Banyak masalah, pemerintah diminta tak buru-buru sahkan RKUHP

Aktivis minta pidana mati dihapuskan dalam Rancangan Kitab Undang-Undang Hukum Pidana.

Banyak kursi anggota dewan kosong dalam Rapat Paripurna DPR./ Antara Foto

Peneliti Institute for Criminal Justice Reform, Madina Rahmawati, menilai masih ada 18 persoalan mengenai Rancangan Kitab Undang-Undang Hukum Pidana (RKUHP) yang sampai saat ini masih belum selesai. Karena itu, ia meminta Dewan Perwakilan Rakyat (DPR) untuk tidak terburu- buru mengesahkan RKUHP yang rencananya disahkan pada 8 Mei 2019.

“Sampai dengan draf sidang terbuka pada 28 Mei 2018 dan draf internal pemerintah terakhir yang bisa didapat yaitu 9 Juli 2018, pihaknya mencatat sedikitnya masih ada 18 masalah yang belum terselesaikan dalam RKUHP,” kata Madina, di Jakarta pada Mingu (5/5).

Madina menjelaskan, beberapa persoalan yang belum selesai di antaranya masalah pidana mati yang seharusnya dihapuskan, pengaturan tindak pidana korporasi yang masih tumpang tindih antarpasal dalam RKUHP, kriminalisasi aborsi belum sesuai dengan pengecualian dalam UU Kesehatan, dan lain sebagainya.

"Kami meminta pemerintah dan DPR tidak terburu-buru mengesahkan RKUHP karena RKUHP masih memiliki banyak permasalahan," ujarnya. 
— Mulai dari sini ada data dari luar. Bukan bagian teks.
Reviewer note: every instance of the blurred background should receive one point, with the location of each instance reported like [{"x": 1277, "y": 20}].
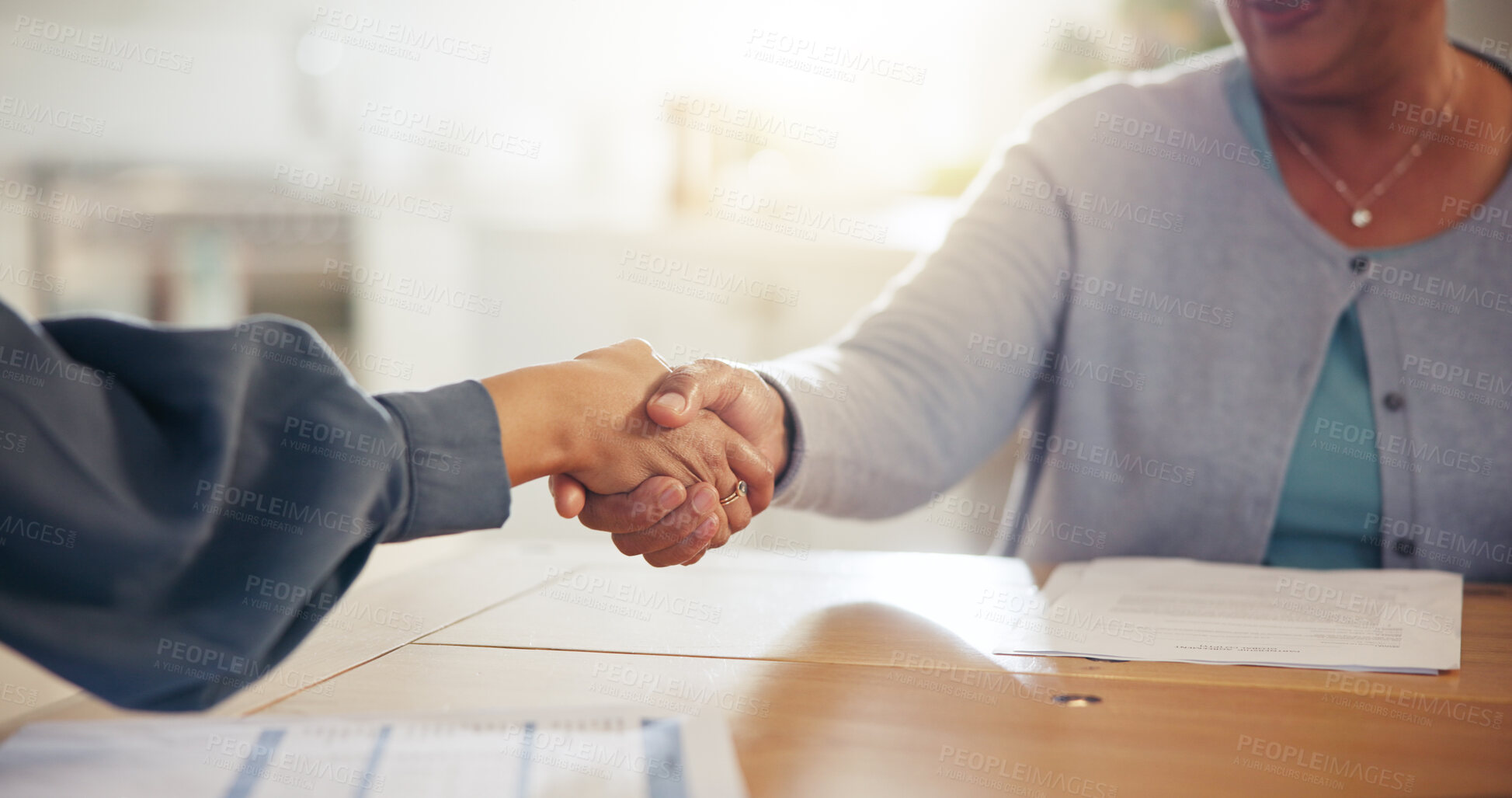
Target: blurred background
[{"x": 456, "y": 188}]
Selama masa penundaan, kata Madina, sekalipun pemerintah menyatakan terus membahas RKUHP, tidak ada satu pun perubahan terkait draf yang diberikan kepada masyarakat. Padahal, beberapa perubahan krusial sebelumnya berasal dari rapat internal pemerintah. Publik juga tidak pernah mengetahui pihak-pihak yang dilibatkan dalam rapat tersebut.